The use of time series databases (TSDBs) has been prevalent in a variety of industries for decades, especially in financial and industrial control systems. However, the advent of the Internet of Things (IoT) has led to a proliferation in the volume of time series data, or time series data for short, which has placed higher demands on database performance and storage costs, driving the need for dedicated time series databases.

Faced with the outdated architecture and limited scalability of legacy time series solutions, a new generation of time series databases has emerged with modern architectures that enable distributed processing and horizontal scaling, as well as flexible deployment in the cloud or on-premises.

At the end of 2022, another blockbuster product joined the track of open source time series database, and was tested and produced in more than 60 enterprises in just one year, attracting 70+ contributors from key universities and enterprises at home and abroad - openGemini, Huawei's open-source distributed time series database, mainly focuses on the storage and analysis of massive time series data, simplifies the business system architecture through technological innovation, reduces the storage cost of massive time series data, and improves the storage and analysis efficiency of time series data.

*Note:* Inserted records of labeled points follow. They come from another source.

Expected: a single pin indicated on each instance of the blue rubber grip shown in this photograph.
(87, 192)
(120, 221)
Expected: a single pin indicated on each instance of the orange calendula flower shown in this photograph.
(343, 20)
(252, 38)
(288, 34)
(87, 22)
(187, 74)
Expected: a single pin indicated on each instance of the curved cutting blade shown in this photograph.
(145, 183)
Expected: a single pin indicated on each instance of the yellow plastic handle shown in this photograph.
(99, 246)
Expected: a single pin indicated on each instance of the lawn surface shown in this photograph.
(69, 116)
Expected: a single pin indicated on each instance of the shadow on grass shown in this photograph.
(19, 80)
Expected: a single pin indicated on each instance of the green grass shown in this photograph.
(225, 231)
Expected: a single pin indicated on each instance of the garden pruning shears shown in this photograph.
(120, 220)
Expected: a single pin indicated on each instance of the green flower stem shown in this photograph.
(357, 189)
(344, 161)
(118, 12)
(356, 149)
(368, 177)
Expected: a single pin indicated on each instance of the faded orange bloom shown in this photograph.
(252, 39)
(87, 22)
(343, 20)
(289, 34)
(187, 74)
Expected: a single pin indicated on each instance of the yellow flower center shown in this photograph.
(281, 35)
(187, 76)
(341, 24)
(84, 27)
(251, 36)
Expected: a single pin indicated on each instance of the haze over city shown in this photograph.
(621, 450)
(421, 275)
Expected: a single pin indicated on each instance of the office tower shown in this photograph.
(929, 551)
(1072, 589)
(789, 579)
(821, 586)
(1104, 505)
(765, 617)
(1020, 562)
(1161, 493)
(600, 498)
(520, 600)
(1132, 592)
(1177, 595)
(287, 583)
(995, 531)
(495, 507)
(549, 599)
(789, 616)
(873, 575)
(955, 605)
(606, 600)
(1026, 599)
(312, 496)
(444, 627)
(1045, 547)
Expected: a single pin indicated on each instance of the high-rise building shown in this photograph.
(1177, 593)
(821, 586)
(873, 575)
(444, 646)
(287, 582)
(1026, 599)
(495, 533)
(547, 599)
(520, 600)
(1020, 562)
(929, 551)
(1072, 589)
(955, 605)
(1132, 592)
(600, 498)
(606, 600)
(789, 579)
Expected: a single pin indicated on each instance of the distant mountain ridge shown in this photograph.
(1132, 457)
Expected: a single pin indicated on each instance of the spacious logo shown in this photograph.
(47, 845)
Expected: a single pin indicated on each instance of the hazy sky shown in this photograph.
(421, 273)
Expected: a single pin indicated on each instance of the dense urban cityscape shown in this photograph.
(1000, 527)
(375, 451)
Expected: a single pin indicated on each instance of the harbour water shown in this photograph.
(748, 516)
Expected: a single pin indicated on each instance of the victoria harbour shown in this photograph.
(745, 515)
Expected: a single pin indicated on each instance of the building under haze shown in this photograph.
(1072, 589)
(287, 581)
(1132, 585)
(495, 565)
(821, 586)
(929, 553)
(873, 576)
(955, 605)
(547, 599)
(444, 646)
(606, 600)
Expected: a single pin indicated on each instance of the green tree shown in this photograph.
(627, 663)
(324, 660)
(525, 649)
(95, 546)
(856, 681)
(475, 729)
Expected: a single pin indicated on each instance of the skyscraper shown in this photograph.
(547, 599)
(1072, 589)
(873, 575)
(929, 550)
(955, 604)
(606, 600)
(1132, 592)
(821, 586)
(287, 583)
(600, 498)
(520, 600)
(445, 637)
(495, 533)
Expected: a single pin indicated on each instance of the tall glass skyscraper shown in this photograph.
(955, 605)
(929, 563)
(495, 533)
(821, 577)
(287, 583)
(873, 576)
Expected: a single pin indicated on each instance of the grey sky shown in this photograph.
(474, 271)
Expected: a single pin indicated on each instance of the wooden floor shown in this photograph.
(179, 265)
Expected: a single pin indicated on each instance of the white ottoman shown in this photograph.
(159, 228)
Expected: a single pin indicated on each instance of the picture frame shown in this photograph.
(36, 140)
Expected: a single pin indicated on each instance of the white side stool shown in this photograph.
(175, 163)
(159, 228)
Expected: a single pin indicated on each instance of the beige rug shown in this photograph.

Today, we invited Xiang Yu, the leader of the openGemini community, to talk about their open source story~

01 Originated from internal needs, and gradually moved towards self-development

The development of openGemini originated from Huawei's own needs.

In 2019, with the establishment of HUAWEI CLOUD, data centers in Guangzhou, Shanghai, Beijing, Guizhou, and Hong Kong were built one after another, and 260+ cloud services were launched one after another, collecting terabytes of monitoring metrics on average every day. The larger the amount of data, the lower the query efficiency, and the increasing cost of data storage.

At the time, there weren't any good time series database products that could keep up with demand. InfluxDB is still a stand-alone version, and domestic Apache IoTDB and TDengine are far from meeting the production requirements. Therefore, Huawei is determined to build its own database, optimize data processing, and solve the most important business problems today. In this context, openGemini came into being.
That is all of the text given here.